Note that the computational complexity of a 2D FFT would be $\mathcal O(N^2\log N)$ instead of $\mathcal O(N^4)$ for the naive 2D DFT.
That said, since you mention that you want to obtain spectrum information along beams of a radar-like pattern, it sounds like you are really more interested in computing the 1D FFT of each such beam.

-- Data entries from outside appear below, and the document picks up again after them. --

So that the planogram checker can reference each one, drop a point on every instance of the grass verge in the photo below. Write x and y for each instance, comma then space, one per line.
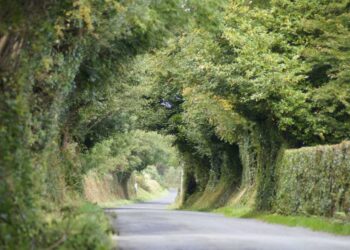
315, 223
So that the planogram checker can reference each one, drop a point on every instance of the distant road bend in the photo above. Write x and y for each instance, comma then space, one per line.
151, 226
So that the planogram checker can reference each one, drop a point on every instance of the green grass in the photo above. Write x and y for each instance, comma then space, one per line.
315, 223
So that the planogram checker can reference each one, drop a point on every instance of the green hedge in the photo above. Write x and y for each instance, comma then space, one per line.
314, 180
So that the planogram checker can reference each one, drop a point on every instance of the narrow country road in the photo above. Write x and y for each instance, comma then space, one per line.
151, 226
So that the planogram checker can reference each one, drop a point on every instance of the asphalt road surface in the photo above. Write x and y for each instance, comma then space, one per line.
151, 226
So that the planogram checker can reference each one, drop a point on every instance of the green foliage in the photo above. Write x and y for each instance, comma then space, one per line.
314, 223
314, 180
127, 152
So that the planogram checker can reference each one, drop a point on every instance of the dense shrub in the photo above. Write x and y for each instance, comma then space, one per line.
314, 180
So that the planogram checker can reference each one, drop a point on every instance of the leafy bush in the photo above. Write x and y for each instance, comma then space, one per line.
314, 180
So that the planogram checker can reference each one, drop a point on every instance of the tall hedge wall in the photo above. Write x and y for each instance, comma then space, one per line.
314, 180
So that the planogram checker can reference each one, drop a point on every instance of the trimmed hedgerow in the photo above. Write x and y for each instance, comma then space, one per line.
314, 180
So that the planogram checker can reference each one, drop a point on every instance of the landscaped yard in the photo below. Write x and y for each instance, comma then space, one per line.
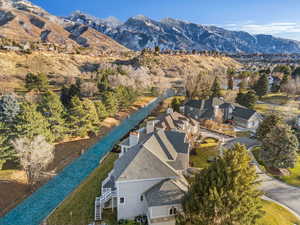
292, 179
277, 215
78, 208
206, 151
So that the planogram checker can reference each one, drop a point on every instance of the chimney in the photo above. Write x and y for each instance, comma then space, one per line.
134, 138
170, 111
150, 127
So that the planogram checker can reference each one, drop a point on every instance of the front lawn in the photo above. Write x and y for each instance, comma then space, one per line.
276, 215
294, 177
203, 154
78, 208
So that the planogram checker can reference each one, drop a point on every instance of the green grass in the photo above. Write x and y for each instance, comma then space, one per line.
276, 215
203, 154
294, 177
78, 208
243, 134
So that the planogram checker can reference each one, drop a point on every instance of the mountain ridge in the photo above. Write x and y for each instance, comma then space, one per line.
140, 32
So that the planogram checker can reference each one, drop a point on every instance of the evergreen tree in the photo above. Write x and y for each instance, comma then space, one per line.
92, 115
216, 88
262, 86
125, 96
38, 82
52, 109
68, 93
9, 108
230, 74
176, 102
224, 193
101, 110
6, 151
248, 99
266, 125
280, 147
284, 80
30, 123
78, 118
111, 103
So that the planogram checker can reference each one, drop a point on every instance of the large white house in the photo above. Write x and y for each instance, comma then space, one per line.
147, 179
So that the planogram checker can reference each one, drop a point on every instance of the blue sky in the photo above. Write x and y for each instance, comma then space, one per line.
277, 17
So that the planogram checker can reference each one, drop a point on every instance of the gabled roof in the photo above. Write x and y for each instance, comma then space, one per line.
167, 192
150, 159
139, 163
204, 104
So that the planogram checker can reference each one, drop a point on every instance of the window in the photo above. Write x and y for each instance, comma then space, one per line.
173, 211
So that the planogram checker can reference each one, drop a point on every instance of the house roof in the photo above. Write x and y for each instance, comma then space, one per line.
167, 192
139, 163
204, 104
244, 113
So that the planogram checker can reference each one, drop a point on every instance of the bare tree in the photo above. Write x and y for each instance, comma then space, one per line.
291, 87
198, 85
34, 155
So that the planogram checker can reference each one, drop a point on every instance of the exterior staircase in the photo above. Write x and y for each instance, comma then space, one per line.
100, 201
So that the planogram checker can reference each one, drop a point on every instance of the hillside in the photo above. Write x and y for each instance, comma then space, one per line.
138, 71
22, 21
141, 32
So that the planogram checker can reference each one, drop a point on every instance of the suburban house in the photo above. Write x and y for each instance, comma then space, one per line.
173, 120
147, 181
218, 109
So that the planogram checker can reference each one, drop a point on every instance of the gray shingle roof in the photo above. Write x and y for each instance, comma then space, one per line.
139, 163
166, 192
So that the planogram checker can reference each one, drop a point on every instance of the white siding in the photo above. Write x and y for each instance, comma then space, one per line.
132, 191
162, 211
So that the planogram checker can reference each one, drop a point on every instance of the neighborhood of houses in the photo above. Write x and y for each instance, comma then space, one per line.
148, 180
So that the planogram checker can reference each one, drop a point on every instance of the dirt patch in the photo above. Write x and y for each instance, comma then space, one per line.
12, 191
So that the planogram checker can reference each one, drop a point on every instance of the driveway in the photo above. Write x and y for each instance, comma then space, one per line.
276, 190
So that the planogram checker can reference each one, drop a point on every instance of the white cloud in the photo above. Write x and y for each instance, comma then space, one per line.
271, 28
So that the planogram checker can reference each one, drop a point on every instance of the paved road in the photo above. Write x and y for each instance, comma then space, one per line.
276, 190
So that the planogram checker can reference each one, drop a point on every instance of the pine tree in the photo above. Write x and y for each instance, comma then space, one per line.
230, 74
30, 123
52, 109
6, 151
92, 114
280, 147
111, 103
101, 110
248, 99
216, 88
176, 102
78, 118
9, 108
266, 125
38, 82
225, 193
262, 86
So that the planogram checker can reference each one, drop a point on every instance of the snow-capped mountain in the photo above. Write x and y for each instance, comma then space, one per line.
141, 32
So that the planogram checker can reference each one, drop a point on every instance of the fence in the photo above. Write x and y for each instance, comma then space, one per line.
34, 209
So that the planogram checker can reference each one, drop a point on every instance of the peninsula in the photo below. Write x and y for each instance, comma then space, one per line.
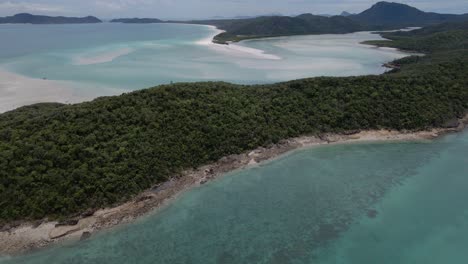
63, 162
25, 18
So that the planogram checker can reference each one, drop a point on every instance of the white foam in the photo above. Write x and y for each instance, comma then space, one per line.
17, 90
102, 57
235, 49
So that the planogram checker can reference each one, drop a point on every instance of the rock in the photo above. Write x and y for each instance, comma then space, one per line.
351, 132
85, 236
144, 198
452, 123
8, 227
372, 213
88, 213
71, 222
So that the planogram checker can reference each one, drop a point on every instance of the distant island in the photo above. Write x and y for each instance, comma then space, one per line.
59, 161
26, 18
137, 20
381, 16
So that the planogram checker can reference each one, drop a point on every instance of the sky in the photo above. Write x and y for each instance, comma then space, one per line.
191, 9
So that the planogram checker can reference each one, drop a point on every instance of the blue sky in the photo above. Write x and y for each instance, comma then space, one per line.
179, 9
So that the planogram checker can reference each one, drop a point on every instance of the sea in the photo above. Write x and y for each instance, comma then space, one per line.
74, 63
364, 203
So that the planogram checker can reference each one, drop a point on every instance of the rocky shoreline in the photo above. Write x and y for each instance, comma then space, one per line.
15, 239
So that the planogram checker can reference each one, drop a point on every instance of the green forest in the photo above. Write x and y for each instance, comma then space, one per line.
59, 160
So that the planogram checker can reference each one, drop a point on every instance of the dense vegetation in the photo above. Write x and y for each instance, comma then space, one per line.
268, 26
57, 160
444, 37
381, 16
136, 20
36, 19
385, 15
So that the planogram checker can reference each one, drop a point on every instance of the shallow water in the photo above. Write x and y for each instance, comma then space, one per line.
400, 202
128, 56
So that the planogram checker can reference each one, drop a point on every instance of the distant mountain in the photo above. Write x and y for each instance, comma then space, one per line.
136, 20
344, 13
35, 19
386, 14
237, 29
381, 16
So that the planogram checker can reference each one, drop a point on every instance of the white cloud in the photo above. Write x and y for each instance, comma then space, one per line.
10, 7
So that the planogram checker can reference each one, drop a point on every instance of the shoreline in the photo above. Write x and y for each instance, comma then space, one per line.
35, 235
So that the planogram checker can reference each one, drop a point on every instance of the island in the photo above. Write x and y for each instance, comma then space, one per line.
137, 20
63, 162
26, 18
381, 16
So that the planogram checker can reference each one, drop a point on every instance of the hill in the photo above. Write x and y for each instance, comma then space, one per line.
35, 19
394, 15
136, 20
381, 16
59, 160
268, 26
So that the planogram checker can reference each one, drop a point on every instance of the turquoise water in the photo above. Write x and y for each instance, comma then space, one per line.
123, 56
400, 202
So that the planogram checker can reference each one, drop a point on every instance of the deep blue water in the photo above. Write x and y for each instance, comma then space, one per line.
395, 202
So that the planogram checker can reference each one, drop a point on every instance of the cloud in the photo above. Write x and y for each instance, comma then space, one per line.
10, 7
168, 9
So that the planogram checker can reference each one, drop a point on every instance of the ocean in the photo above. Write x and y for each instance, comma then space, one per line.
366, 203
74, 63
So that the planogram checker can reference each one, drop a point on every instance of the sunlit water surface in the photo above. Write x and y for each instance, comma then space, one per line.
399, 202
109, 58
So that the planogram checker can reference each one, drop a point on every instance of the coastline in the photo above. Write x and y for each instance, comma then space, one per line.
36, 235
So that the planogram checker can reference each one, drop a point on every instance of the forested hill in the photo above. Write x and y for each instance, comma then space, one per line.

In that case, for $M$ beams the computational complexity would be $\mathcal O(MN \log N)$.
As an illustration, lets process the following figure:

from which we shall extract a set of $M$ beams with the following sample matlab code:
% Number of beams to extract
M = 200;
% Convert the input image "img" to polar coordinates
c = size(img)/2+1;
N = max(size(img));
angles = 2*pi*[0:M-1]/M;
radius = [0:floor(N/2)-1];
imgpolar = zeros(length(radius), length(angles));
for ii=1:length(radius)
xi = min(max(1, floor(c(2)+radius(ii)*cos(angles))), size(img,2));
yi = min(max(1, floor(c(1)-radius(ii)*sin(angles))), size(img,1));
imgpolar(ii,:) = img(sub2ind(size(img), yi, xi));
end
% Compute the FFT for each beam angle
ImgFD = fft(imgpolar,[],1);
figure(1);
freqs = [0:size(ImgFD,1)-1]/size(ImgFD,1);
surf(angles, freqs, 10*log10(abs(ImgFD)+1), 'EdgeColor', 'None');
view(2);
colormap("gray");
xlabel('Beam angle (radians)');
ylabel('Normalized frequency');
to yield:

which can be collapsed to the sum of amplitudes as a function of the beam angles to give:
SumAmplitudes = sum(abs(ImgFD),1);
figure(2);
hold off; plot(angles, 10*log10(SumAmplitudes+1));
xlabel('beam angle (radians)');
ylabel('Sum of amplitudes (dB)');

As a side note, if you can use sum of squared amplitudes along those beam (instead of sum of amplitudes), then you can do it directly in spatial domain thanks to Parseval's theorem (which would bring the computational complexity down to $\mathcal O(MN)$, dominated by the conversion to polar coordinates). The equivalence (for the sum of squared amplitudes) can be seen using the following code:
% Compare the result of square amplitude summation in the frequency domain vs spatial domain
SumFD = sum(abs(ImgFD).^2,1)/size(ImgFD,1);
SumSD = sum(abs(imgpolar).^2,1);
figure(3);
hold off; plot(angles, 10*log10(SumFD+1), 'b');
hold on; plot(angles, 10*log10(SumSD+1), 'r:');
xlabel('beam angle (radians)');
ylabel('Sum of squared amplitudes (dB)');
legend('Frequency domain', 'Spatial domain', "location", "southwest");
Notice the overlap of the curves computed in the spatial and frequency domains:

Update:
If you are in fact computing beams of a radar-like pattern in a 2D frequency plot as you seem to suggest in this other post, then you best bet comes back to doing a 2D FFT which would be order $\mathcal O(N^2 \log N)$. You could then perform the conversion to polar form for the sum of frequency coefficients which would add a small $\mathcal O(N^2)$, so the result is still dominated by the 2D FFT.